Although specific embodiments of the present invention have been described above, the present invention is not limited to these embodiments, and includes various embodiments within the scope of the claims. .

For example, in the embodiment, the filling time of the molten metal was measured using an insulated sensor temporarily installed in the chiller.
As disclosed in Japanese Patent No. 84755, the passage time of the molten metal may be detected by optical detection means.

〔Effect of the invention〕

In the suction casting method of the present invention, by measuring the filling time of the molten metal, it is possible to easily determine the quality of the cast product from the filling time.

[Brief explanation of the drawing]

FIG. 1 is a sectional view of a main part of a suction casting method according to the present invention. 2---------Upper mold airtight chamber-3---1-
・−・Lower mold airtight cha 6−・・−・−−−−One plaster mold 8−−−−−−−・Sprue part 9−・−・−・−・・Chill plate 19−・−・・−・Control panel 27−・・・・Insulation sensor

Claims (1)

[Claims] A cavity is formed by a combination of a gypsum mold having a sprue at the bottom and a chill plate pressed against the top of the gypsum mold, and the inside of the cavity is formed through the mating surfaces of the gypsum mold and chill plate.
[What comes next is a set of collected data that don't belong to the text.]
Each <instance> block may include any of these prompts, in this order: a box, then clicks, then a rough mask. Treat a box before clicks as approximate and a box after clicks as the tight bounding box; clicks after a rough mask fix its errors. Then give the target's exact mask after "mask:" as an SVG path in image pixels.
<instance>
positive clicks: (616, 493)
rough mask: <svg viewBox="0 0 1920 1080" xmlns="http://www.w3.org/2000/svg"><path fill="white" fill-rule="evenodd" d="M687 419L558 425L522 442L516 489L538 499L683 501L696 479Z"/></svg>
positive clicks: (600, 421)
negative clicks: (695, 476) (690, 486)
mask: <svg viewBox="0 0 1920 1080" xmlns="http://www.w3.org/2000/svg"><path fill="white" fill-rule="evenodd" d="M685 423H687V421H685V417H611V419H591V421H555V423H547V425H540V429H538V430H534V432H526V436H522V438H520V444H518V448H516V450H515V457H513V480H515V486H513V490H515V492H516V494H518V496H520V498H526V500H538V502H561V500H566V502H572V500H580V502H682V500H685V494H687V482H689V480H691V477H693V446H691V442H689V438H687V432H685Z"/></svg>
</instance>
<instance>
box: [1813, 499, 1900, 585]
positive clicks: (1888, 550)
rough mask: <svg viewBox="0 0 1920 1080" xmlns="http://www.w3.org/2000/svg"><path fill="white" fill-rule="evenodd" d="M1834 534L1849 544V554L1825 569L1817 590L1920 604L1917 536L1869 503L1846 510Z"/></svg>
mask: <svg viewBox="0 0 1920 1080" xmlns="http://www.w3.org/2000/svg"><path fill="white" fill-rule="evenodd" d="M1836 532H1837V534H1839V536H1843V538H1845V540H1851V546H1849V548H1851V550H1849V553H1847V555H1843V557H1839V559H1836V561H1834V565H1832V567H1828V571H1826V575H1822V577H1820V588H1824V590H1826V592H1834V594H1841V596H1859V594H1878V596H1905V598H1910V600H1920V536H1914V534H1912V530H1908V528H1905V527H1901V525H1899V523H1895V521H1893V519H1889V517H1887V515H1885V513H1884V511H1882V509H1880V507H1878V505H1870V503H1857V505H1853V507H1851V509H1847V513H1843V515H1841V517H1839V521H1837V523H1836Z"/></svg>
In a suction casting method in which the pressure is reduced and molten metal is sucked and filled into a cavity from a sprue, the time from the start of filling the molten metal in the sprue to the arrival of the molten metal to the chill plate is directly detected by a sensor; A suction casting method characterized in that a filling failure is determined when the filling time of the molten metal is outside a predetermined range of filling time.